What about the feelings among leftists that they are now being pursued unfairly like right-wingers felt around the time of Yitzhak Rabin’s assassination?
That is twisted. The left wing still controls so much of Israel. But most of the left wing opposes the BDS movement. So do EU foreign policy chief Federica Mogherini and former US president Barack Obama, who we have disagreed with on so many issues. Only the far Left supports BDS, because of their opposition to settlements. Supporting BDS is not a crime in Israel, but there can be economic consequences. Like with lone-wolf terror, we moved from defense to offense. If we wait for them to attack us, we will fail. We have to expose who they are in advance: that they aren’t pro-peace and they oppose Israel existing in any borders. That law has existed for more than a year, and only around 15 people were prevented from entering Israel.

Is the ministry actively monitoring Israeli human rights activists?
Never.

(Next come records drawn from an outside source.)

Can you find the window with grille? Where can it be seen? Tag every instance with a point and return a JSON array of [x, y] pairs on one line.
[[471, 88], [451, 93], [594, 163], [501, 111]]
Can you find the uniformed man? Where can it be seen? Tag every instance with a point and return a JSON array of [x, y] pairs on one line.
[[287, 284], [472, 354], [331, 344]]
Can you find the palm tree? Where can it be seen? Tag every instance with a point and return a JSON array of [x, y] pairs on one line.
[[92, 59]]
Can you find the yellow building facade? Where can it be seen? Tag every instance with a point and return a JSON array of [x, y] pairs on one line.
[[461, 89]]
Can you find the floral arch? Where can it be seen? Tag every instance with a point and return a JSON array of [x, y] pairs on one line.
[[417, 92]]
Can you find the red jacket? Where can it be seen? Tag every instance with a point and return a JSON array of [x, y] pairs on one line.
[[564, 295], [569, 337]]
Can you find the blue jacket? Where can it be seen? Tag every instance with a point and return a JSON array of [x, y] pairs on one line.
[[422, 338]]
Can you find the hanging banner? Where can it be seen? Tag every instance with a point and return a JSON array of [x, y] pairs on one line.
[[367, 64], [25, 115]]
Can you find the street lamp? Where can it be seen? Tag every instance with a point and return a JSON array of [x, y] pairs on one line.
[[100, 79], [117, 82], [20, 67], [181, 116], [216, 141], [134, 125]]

That is naïve. But intelligence agencies in every country look after their extremists because people on the far Right and far Left could take action. I don’t know what the Shin Bet is doing.

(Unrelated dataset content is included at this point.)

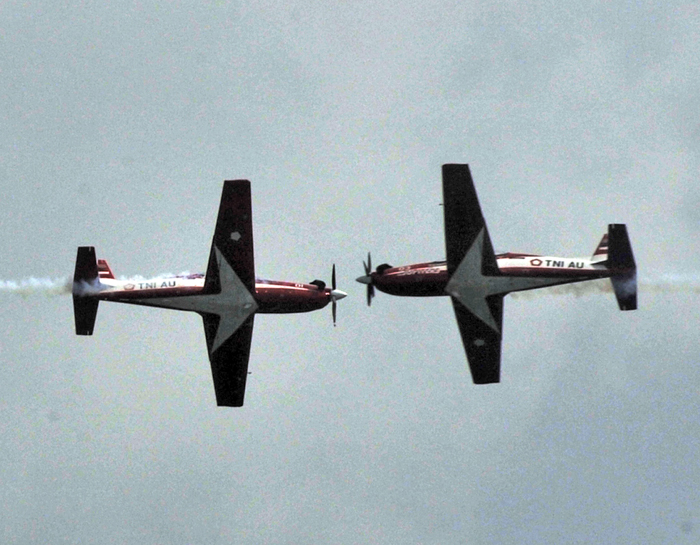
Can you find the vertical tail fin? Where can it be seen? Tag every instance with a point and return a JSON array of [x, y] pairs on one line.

Why is the ministry not acting more transparently?
We expose every dollar or shekel that we spend. We are being supervised by the Justice Ministry and the attorney-general, who tells us what must be reported. Only things that will help the enemy are not open. It’s like a war. They don’t tell us when and how they will attack Israel, and we won’t tell them what we will do to protect Israel from them. Only those things are not reported. What we do protects Israel from the damage the BDS organizations want to do us.

When will the next election be?
I hope it will be on its set date of November 5, 2019. I don’t see any reason to shorten a national, right-wing government. You never know what will happen in elections.

Do you think that will happen?
I only know what I know. I see what ministers Moshe Kahlon, Avigdor Liberman and Naftali Bennett are doing to prepare for an election, as if it’s very soon. But looking rationally I don’t see any reason for an early election.

What are your ambitions in the post-Netanyahu era?
Everyone who is doing a job wants to be promoted and to reach the top. I think I have held many important ministerial and parliamentary positions. I don’t like it when people declare they are the future leaders, and I don’t think such announcements will make them the leader. One day the Likud members will look at their deeds and achievements. So I wont say that here or elsewhere.

You are the No. 2 in Likud. In that post-Netanyahu era, who will be your main political competition?
That is not relevant today. Today, we have a leader of Likud who is running the country well. What’s unique in Likud is we have had only a few leaders and we keep them unless they break redlines, like Ariel Sharon. I started the Likud rebels against the 2005 Gaza disengagement, because I worked with Sharon, and I knew nothing would convince him except political force. So I went to Yuli Edelstein and Ehud Yatom. Uzi Landau was the only minister who agreed to resign from the government, so we let him lead us.

We support our leader in Likud, especially when he is so much of a success. It might be frustrating that I am not foreign minister or that I did not get this position or that one, but there are still bigger ideas than Gilad Erdan. The success of Likud and its ideology is more important to me. I think one day, people will look at my record and judge me positively.